1. Lecture on the SF Symphony's history in recordings, in honor of its centenary. Basically consists of lecturer Scott Fogelsong showing off his record collection. At least he manages to be entertaining while doing it. Takes an audiophile approach: the history of advances in recording technology as demonstrated by SFS. Biggest jump: the invention of electrical recording in 1926. Previously, recordings had been made by singers sticking their heads into the recording horn and yelling. As an orchestra could not stick its head into the horn, acoustic recording quality of orchestral music was very bad, mitigated only slightly by beefed-up orchestration, like having heavy brass double the cello and bass lines, in a desperate attempt to made them audible. Most charming piece in the collection: SFS's very first electrical recording - crystal-clear compared to the acoustic - made with the acoustic-era beefed-up orchestration, because they hadn't yet realized they didn't have to do that any more. Fairy-light Delibes ballet dance with oompah brass added; hilarious. None of the recorded excerpts were long enough to judge the quality of the orchestra.
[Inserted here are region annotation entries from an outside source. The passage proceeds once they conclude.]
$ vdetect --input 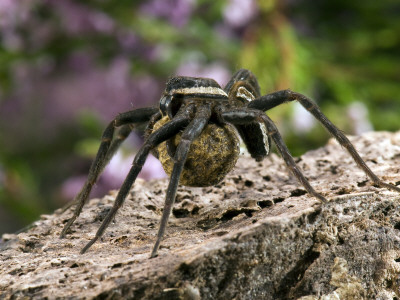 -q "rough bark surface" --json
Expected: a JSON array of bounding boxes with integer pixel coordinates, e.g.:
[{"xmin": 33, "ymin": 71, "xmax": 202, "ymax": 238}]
[{"xmin": 0, "ymin": 132, "xmax": 400, "ymax": 300}]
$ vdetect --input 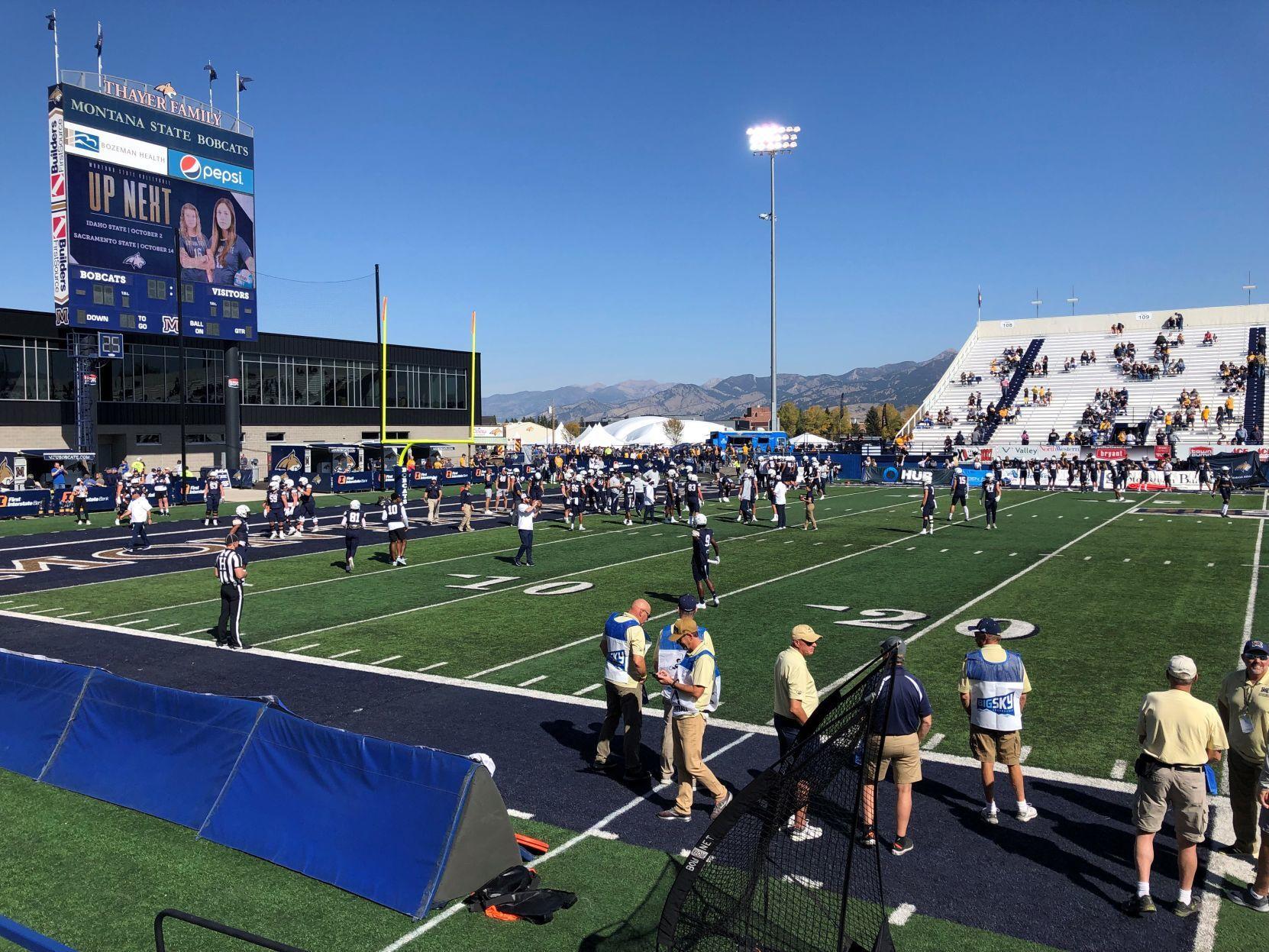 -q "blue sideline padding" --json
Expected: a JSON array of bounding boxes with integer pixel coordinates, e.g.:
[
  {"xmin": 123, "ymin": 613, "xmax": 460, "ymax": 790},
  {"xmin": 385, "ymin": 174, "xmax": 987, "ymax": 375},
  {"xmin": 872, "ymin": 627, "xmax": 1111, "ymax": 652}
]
[
  {"xmin": 0, "ymin": 915, "xmax": 75, "ymax": 952},
  {"xmin": 40, "ymin": 670, "xmax": 265, "ymax": 830},
  {"xmin": 201, "ymin": 708, "xmax": 477, "ymax": 916},
  {"xmin": 0, "ymin": 653, "xmax": 92, "ymax": 777}
]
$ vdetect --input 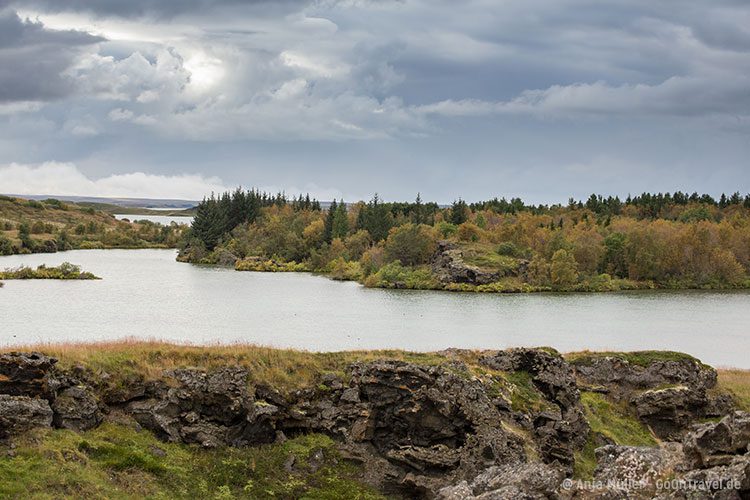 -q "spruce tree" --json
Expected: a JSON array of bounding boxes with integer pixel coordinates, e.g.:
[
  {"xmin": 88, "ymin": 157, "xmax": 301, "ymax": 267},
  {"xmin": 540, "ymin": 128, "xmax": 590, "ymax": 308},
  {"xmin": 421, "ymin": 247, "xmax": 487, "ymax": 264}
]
[
  {"xmin": 323, "ymin": 198, "xmax": 338, "ymax": 243},
  {"xmin": 331, "ymin": 200, "xmax": 349, "ymax": 239}
]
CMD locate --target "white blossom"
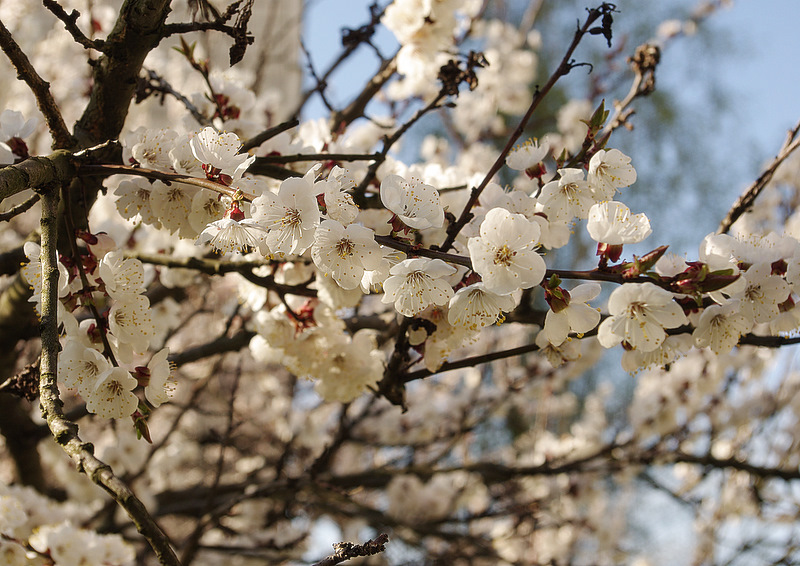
[731,263,791,322]
[195,218,269,255]
[99,250,145,299]
[381,175,444,230]
[114,177,161,228]
[108,295,155,352]
[587,149,636,200]
[586,201,652,246]
[84,367,139,419]
[541,283,600,346]
[189,127,256,180]
[447,282,515,330]
[144,348,175,407]
[381,257,456,316]
[692,301,753,354]
[253,168,320,255]
[539,169,598,222]
[597,283,687,352]
[311,220,383,289]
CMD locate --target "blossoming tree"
[0,0,800,566]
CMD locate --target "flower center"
[281,208,301,228]
[336,238,355,259]
[744,285,764,303]
[494,244,517,266]
[628,303,647,318]
[106,381,123,397]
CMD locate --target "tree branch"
[312,533,389,566]
[0,151,77,201]
[0,22,75,149]
[39,187,180,566]
[717,117,800,234]
[440,4,616,252]
[42,0,105,52]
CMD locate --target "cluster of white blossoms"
[18,102,800,408]
[89,117,800,406]
[0,486,136,566]
[22,234,173,419]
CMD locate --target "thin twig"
[717,118,800,234]
[141,68,212,126]
[0,194,39,222]
[353,89,447,204]
[440,4,601,252]
[241,118,300,151]
[42,0,105,53]
[0,22,75,149]
[313,533,389,566]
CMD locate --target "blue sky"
[306,0,800,161]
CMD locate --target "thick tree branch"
[0,22,75,149]
[42,0,105,52]
[0,150,77,201]
[39,189,180,566]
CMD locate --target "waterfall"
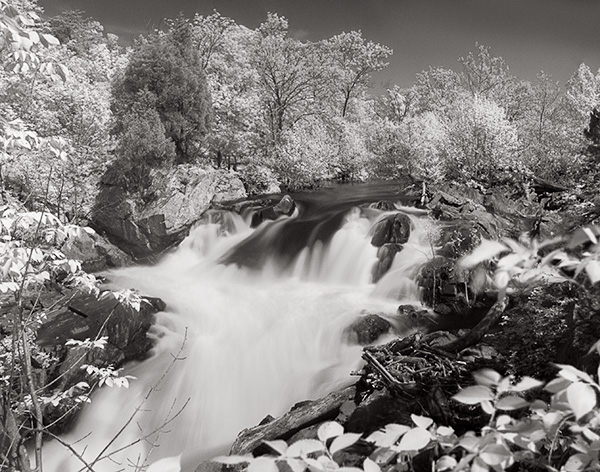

2. Concert of the Sphinx Virtuosi, reviewed here. This is a chamber orchestra from a program that sponsors Black and Latino classical musicians, who play Bach and Mozart as well as they do Afro-American and Latin American composers. Best piece, a string quartet by Ginastera. The review gives me a chance to stick a pin in the Clarence Thomas attitude that special programs for minorities stigmatize them as inferior.
3. Exhibit at the SJSU Beethoven Center on "America's Beethoven," i.e. his popular image in the U.S. Peanuts cartoons, natch. Posters for movies featuring Beethoven and/or his music, including A Clockwork Orange. Readable exhibits of the most amazingly vapid 1940s music appreciation articles, giving me a sourer view of the golden age of the mass popularity of classical music.
4. Concert by the Palo Alto Philharmonic, a local community orchestra. Held in a theatre so small the back wall of the stage had to be taken down so the players could spill over into the backstage and fully occupy it. The audience part of the hall was no larger, so in effect everybody had a front-row seat. Then, in the middle of the concert, they brought out a grand piano and tried to fit that on stage, too. Uh-oh.
Pianist Peter Toth played Liszt's Totentanz in honor of Liszt's bicentenary birthday. It's a piano concerto consisting of a set of apparently randomly-ordered variations on the Dies Irae. In a hall like this one, any pianist will sound like Frederic Chiu. Then, Tchaikovsky's Pathetique. Interesting interpretation: in most performances, the third movement is incongruously cheerful, which is why audiences applaud at the end. This one wasn't like that at all, nor did anyone try to applaud. It sounded raw and desperate, wanting to convince itself of its own cheerfulness but failing. This not only fit better, but led smoothly into the finale. The disadvantage of this approach is that the movement can sound whiny and overlong, but in a world which likes Mahler, that's not a problem.